В глубине, далеко от входа, должно быть, загорелась красная лампочка, крякнул клаксон или еще, что такое и впуск граждан приостановился. Петр аккуратно взял Куренкова за рукав вежливо отодвинул в сторону, показал на площадку около себя, дежурно улыбнулся и сказал:

– Постойте, пока здесь.

Отсюда обзор стал получше. Впуск возобновился. Жилистый мужик с выцветшей татуировкой, нетрезво перешагнув, превратился в тираннозаврика. Да, именно в маленького, сантиметров двадцати высотой, тираннозавра. Защелкал зубами, замахал коротенькими передними лапками с длинными когтями и пустился за кем-то вприпрыжку. Мадам, видать не выходившая от рождения до последних дней из фастфудной забегаловки, захрюкала и постукивая копытами понеслась к здешнему корыту лишних калорий. Иногда изменений не происходило. Но редко. Тогда на мгновение возникало неяркое сияние, и человек шел дальше. Капитану от этого становилось радостно и тепло на душе. Через полчаса он, хотя и не отличался способностями в физиономистике, начал частенько угадывать, кто в кого превратится. А через час Петр сказал:

– Я ненадолго перекусить сгоняю, а ты меня подмени.

Потом посмотрел строго и добавил:

– Временно!

Александр Иванович кивнул, мол, временно, так временно, не очень-то и собирался задерживаться тут.

Зажигалась зеленая лампочка, он кивал и очередной клиент проходил.

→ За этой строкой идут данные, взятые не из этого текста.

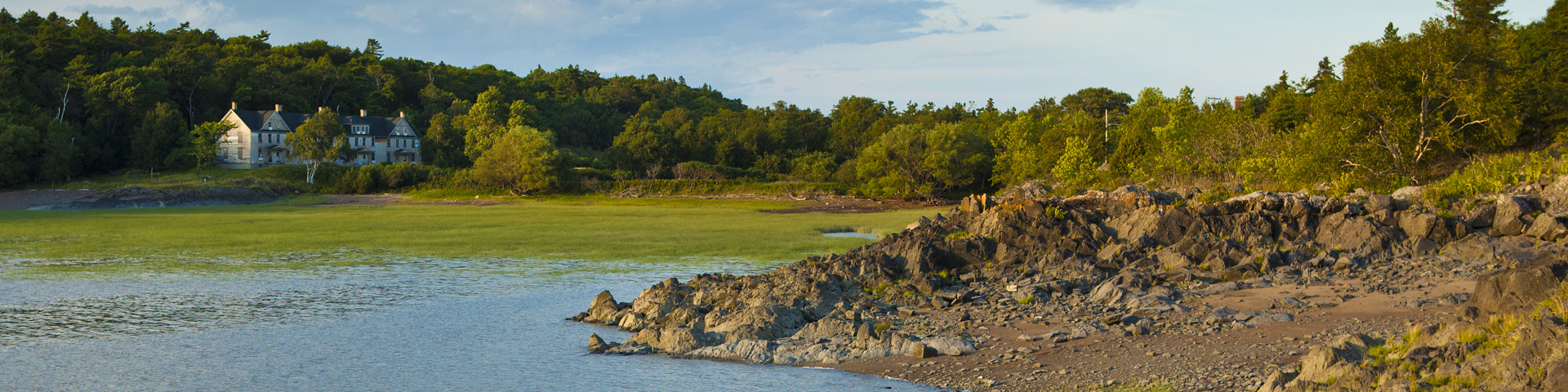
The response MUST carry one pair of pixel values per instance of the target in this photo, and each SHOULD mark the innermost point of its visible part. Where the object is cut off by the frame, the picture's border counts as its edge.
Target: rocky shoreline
(1126, 287)
(149, 198)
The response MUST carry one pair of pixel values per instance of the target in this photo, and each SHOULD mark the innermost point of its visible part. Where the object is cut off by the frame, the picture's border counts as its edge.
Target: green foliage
(957, 235)
(18, 149)
(706, 172)
(555, 228)
(1076, 167)
(816, 167)
(523, 160)
(318, 140)
(920, 162)
(1493, 175)
(386, 177)
(204, 141)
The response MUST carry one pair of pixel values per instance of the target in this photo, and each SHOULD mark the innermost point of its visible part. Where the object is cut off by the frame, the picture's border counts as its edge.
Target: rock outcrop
(1125, 262)
(247, 192)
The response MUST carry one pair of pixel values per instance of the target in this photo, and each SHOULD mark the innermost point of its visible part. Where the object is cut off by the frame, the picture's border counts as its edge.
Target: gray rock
(1518, 289)
(598, 345)
(1510, 216)
(1481, 216)
(949, 345)
(746, 350)
(758, 322)
(603, 310)
(1333, 359)
(1409, 194)
(1548, 228)
(1380, 203)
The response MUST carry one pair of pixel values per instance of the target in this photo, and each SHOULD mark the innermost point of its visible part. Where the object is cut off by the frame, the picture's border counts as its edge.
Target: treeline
(80, 98)
(1401, 110)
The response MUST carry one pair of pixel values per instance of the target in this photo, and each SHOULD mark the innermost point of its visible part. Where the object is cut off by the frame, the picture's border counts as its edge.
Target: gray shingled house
(257, 140)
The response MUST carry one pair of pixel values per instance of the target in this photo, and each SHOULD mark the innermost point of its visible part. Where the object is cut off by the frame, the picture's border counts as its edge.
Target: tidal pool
(403, 325)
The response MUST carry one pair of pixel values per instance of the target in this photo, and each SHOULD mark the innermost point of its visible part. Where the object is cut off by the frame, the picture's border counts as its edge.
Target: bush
(1493, 175)
(523, 160)
(817, 167)
(383, 177)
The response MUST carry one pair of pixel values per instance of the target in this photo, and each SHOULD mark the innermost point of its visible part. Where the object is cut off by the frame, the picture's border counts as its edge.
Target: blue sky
(813, 52)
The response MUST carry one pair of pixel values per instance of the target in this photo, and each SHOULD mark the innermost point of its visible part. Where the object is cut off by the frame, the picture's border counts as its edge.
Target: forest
(1407, 109)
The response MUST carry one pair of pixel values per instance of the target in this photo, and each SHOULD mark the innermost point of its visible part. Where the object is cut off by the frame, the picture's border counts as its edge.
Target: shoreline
(1102, 291)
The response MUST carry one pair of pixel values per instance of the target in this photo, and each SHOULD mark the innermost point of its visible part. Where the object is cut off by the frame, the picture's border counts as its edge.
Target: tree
(154, 138)
(18, 148)
(1076, 167)
(373, 47)
(1544, 49)
(1410, 99)
(1019, 151)
(318, 140)
(1098, 100)
(485, 121)
(204, 141)
(523, 160)
(920, 162)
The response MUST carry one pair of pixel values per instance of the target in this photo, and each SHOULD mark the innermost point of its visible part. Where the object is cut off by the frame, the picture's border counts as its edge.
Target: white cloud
(813, 52)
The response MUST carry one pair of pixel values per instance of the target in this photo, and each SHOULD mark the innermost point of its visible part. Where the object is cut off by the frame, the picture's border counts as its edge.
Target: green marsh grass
(562, 228)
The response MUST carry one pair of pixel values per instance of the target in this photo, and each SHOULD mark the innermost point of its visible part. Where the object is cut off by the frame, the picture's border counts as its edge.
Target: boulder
(1556, 196)
(656, 301)
(598, 345)
(921, 350)
(949, 345)
(1409, 194)
(1481, 216)
(603, 310)
(1510, 216)
(758, 322)
(675, 341)
(1548, 228)
(634, 322)
(1518, 289)
(745, 350)
(1333, 359)
(826, 328)
(1380, 203)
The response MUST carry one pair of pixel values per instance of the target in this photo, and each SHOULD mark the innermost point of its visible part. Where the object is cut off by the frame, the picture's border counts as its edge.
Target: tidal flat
(405, 296)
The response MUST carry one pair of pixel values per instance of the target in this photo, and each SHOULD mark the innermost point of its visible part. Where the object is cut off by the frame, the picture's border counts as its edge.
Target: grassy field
(557, 228)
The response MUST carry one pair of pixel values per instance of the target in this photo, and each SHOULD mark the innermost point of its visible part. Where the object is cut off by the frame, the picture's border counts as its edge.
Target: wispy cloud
(1090, 5)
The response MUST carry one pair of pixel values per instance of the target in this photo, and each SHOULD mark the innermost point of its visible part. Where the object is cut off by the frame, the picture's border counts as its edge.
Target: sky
(814, 52)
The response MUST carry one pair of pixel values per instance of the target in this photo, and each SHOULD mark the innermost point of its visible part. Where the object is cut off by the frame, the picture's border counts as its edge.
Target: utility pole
(1107, 126)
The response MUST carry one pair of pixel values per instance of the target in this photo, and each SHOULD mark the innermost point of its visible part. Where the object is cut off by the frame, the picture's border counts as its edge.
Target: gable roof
(380, 127)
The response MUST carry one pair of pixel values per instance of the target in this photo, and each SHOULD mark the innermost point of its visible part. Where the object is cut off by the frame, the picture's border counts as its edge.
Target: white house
(257, 138)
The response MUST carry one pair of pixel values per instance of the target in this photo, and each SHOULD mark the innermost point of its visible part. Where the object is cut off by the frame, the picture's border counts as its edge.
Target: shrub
(523, 160)
(1493, 175)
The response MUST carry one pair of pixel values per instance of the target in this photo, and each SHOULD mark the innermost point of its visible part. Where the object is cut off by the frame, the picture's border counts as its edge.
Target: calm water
(410, 325)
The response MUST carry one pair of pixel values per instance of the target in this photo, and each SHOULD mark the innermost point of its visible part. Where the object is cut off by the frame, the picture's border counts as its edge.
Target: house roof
(380, 127)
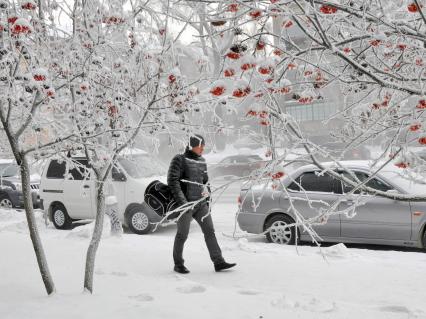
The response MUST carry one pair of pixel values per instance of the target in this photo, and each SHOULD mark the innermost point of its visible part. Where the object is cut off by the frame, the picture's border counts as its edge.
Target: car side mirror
(118, 176)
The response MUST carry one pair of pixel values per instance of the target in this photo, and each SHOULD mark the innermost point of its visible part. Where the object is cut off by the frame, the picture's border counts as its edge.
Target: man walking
(187, 178)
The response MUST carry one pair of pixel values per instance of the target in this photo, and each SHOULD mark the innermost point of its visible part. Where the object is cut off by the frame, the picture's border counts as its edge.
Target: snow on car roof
(6, 161)
(133, 151)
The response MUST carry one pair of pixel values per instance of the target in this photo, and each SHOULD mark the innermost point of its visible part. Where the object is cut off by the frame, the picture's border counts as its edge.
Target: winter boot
(181, 269)
(223, 266)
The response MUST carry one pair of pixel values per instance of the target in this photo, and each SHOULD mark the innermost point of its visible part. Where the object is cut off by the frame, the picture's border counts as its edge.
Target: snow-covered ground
(134, 277)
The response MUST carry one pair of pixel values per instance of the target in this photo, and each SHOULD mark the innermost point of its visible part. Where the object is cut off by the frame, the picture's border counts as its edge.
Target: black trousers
(206, 225)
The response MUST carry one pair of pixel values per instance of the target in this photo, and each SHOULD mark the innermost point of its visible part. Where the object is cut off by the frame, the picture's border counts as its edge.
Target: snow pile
(336, 251)
(86, 231)
(15, 221)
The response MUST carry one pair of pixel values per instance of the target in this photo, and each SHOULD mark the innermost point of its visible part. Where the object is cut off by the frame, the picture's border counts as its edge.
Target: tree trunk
(96, 237)
(32, 226)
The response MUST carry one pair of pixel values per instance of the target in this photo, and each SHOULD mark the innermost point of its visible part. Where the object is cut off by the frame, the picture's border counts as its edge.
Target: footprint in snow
(191, 289)
(119, 274)
(312, 305)
(249, 292)
(142, 297)
(401, 309)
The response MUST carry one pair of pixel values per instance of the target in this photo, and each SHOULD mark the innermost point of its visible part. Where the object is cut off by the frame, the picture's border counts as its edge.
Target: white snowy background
(134, 276)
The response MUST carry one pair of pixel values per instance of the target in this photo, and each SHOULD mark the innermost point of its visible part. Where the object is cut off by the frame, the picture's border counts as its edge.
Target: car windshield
(140, 166)
(9, 169)
(413, 185)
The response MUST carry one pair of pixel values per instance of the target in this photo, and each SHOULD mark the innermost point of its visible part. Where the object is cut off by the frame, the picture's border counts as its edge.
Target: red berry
(217, 90)
(233, 55)
(327, 9)
(229, 72)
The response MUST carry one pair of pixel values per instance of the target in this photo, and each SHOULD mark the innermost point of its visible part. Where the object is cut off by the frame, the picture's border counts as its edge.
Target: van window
(80, 170)
(56, 169)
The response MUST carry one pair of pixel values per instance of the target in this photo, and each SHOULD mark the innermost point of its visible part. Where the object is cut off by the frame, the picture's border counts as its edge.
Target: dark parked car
(11, 187)
(378, 220)
(237, 165)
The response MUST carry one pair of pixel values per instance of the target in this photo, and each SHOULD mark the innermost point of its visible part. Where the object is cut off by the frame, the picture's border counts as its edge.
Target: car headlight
(18, 187)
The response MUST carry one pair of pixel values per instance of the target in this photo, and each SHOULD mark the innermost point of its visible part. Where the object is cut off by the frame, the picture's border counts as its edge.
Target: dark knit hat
(196, 140)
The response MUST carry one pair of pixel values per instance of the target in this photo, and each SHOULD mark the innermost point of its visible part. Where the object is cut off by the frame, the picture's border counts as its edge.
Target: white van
(68, 193)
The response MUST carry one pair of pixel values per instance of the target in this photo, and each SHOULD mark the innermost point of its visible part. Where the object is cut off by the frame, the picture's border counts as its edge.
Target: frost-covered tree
(364, 58)
(130, 84)
(29, 84)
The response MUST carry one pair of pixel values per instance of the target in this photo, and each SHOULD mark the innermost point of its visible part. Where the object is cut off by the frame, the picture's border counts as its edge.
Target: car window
(9, 169)
(56, 169)
(226, 161)
(312, 182)
(80, 171)
(373, 183)
(139, 166)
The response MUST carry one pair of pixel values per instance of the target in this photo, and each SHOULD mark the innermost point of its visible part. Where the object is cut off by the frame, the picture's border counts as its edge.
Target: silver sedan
(307, 193)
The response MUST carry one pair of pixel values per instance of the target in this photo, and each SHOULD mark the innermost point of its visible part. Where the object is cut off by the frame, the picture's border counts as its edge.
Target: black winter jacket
(192, 168)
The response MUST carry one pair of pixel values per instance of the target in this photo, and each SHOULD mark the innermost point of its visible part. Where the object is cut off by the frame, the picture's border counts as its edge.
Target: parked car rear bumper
(251, 222)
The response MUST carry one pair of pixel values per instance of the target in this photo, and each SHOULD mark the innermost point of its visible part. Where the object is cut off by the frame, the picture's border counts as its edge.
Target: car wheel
(60, 217)
(138, 220)
(5, 201)
(279, 232)
(246, 173)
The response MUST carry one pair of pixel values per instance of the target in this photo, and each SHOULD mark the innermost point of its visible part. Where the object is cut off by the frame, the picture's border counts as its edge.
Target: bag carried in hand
(159, 198)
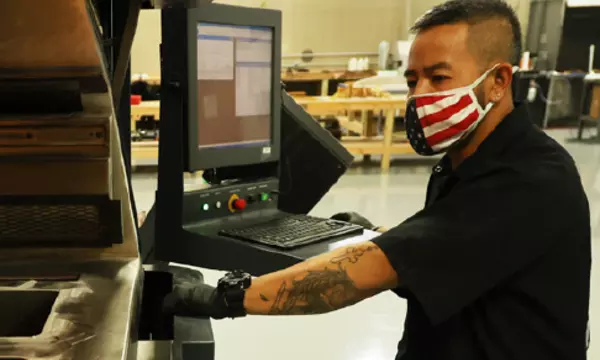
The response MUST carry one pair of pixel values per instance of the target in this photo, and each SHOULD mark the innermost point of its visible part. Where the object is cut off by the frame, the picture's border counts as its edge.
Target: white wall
(324, 26)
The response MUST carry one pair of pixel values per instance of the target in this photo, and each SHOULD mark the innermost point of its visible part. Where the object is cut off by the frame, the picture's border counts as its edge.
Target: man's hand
(196, 300)
(354, 218)
(325, 283)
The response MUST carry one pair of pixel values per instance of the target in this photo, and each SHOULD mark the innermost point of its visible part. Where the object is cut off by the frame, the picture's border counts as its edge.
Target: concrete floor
(371, 329)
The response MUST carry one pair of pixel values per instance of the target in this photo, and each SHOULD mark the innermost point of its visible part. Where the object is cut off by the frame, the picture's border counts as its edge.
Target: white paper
(575, 3)
(253, 52)
(215, 59)
(253, 91)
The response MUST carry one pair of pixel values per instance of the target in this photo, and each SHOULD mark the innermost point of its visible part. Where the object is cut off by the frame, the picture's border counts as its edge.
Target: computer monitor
(230, 83)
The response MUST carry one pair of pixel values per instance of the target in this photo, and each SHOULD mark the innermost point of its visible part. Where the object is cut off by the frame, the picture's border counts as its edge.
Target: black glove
(354, 218)
(196, 300)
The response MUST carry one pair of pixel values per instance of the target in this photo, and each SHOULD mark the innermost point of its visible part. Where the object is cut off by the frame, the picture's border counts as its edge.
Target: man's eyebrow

А еще через часок до него, наконец, дошел простой вопрос:

– А в кого, сам-то превращусь когда пройду?

В это время вернулся Петр и не дал разыграться простору фантазий:

– Ну, слава Господу нашему, дошло-таки, – проворчал он и перекрестился, – понял, зачем стоял. Если понял, думай, крепко думай, а пока ступай.

Он провел Александра Ивановича по темному коридору. Открыл дверь и осторожно вытолкнул. Куренков оказался в поле, заросшем сорняком и пошел по узкой тропинке.

– Думай, крепко думай! – услышал в спину.

Дверь захлопнулась.

Шел долго. Хотелось, но не думалось.

Пришла ночь, и капитан в неё провалился.

2

Утро оказалось пасмурным. Глаза не хотелось открывать. Грохот дивана, который складывали каждое утро в 6:30 соседи с четвертого этажа, разбудил окончательно.

Потом был долгий день. Текучка. Рутина. Писанина отчетов, докладных, планов оперативной работы и прочая канитель.

Весь день щемило сердце. То колотилось и скакало, будто бес на сковородке. То замирало, как рысь перед прыжком. Скребло когтями, оттого, должно быть, и болело. Капитан принимал таблетки, назначенные врачом – не помогало. После работы, знакомые патрульные на уазике подбросили до дома. Тяжело поднялся на свой третий этаж. По инерции переоделся. Форму повесил на вешалку в шкаф. Сделал яичницу с луком. Съел с ржаным хлебом. Обычно, такой ужин был в радость, но не в этот вечер. Голова кружилась. Сердце болело. Принял очередную таблетку. Лег спать.

Вспомнил про сон. Спросил себя: «А что делать-то? О чем думать?».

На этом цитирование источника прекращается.